How does this connect to Easter? What does it say for us, who call ourselves "Easter people?" After all, we celebrate a risen Lord and we say that the event which changed everything has already happened! But realistically, we can look at the world and we know that there's plenty of wrong still going on. People still get sick, and they may suffer for some time before being cured or passing away. People still take advantage of each other, and many times they get away with it. People are sad, even to the place where they consider living any longer a worthless act. Misery remains in this world, Easter people or no.
And even Jesus, when he came into this world, managed to change only a very small number of things. Yes, he healed people, and yes he taught them how to live in ways that would help them and benefit the weakest among them. Yes, he offered a new way of looking at people that focused on love of God and of others instead of love of only self. Among the people who followed him, there probably were some changed lives for the better.
But it was such a short time and he reached so few people in his little corner of the Roman Empire. Pilate had no idea who he was and it's a sure bet Cæsar never heard of him. Plus, whatever he managed, there was one thing he couldn't conquer: Death. No matter how much else he might have accomplished, he could be and was stilled by the force at the disposal of those who opposed him.
And we, Easter people, face the same reality. Even if we follow to the letter every teaching of Jesus and even if we were to somehow convince all people to do the same, we would still have to deal with the reality of death. Of the end of life and of the separation it brings.
We can push death back some. Modern medicine gives us the possibility of a length of days reached by only a tiny few in earlier times. We could give up french fries and live longer -- of course, who'd want to, but we could do it. But we can't eliminate it. Death comes to us all.

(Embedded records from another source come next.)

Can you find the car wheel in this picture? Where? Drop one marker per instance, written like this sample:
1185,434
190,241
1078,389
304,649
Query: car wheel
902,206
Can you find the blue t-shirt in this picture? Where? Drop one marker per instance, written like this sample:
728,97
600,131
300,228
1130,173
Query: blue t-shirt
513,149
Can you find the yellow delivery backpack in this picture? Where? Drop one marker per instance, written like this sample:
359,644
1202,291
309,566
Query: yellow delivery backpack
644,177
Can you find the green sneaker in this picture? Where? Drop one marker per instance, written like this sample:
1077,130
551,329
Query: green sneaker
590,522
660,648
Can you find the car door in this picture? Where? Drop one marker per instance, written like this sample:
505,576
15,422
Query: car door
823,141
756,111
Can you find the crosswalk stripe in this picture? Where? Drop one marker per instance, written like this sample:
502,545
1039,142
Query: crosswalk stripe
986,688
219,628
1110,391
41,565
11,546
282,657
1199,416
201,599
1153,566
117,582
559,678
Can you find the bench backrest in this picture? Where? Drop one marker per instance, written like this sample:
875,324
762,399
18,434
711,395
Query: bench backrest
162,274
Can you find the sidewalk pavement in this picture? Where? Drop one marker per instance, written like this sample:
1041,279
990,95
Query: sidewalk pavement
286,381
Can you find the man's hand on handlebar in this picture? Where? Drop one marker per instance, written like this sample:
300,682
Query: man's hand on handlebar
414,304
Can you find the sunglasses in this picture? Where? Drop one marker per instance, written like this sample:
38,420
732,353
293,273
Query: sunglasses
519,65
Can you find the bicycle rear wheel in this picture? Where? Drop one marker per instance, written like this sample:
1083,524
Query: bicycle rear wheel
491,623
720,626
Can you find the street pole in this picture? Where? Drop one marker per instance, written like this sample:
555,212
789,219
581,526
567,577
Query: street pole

If you want to put faces on the forces of oppression, and sickness, and misery and sadness and hate and anger and all of the things Jesus came here to oppose, you might imagine them gathered round on that Saturday, mocking the people who gave their lives over to following the Galilean preacher.
"Yeah, you guys did real good. Healed people and taught them to love one another and help each other out. Pushed us way back, away from your lives so that you might even forget we were around. For awhile, anyway.
"Because we were just hanging back, playing with you. We had the big gun waiting, old death himself. Couldn't push him away, could you? Kick oppression to the curb, show sorrow the door, give anger and hate their walking papers, sure. But you still dance with Mr. D. And that takes care of all your good work. Death's on our side, and death has the final say."
And then Easter morning dawns and says, "Not any more."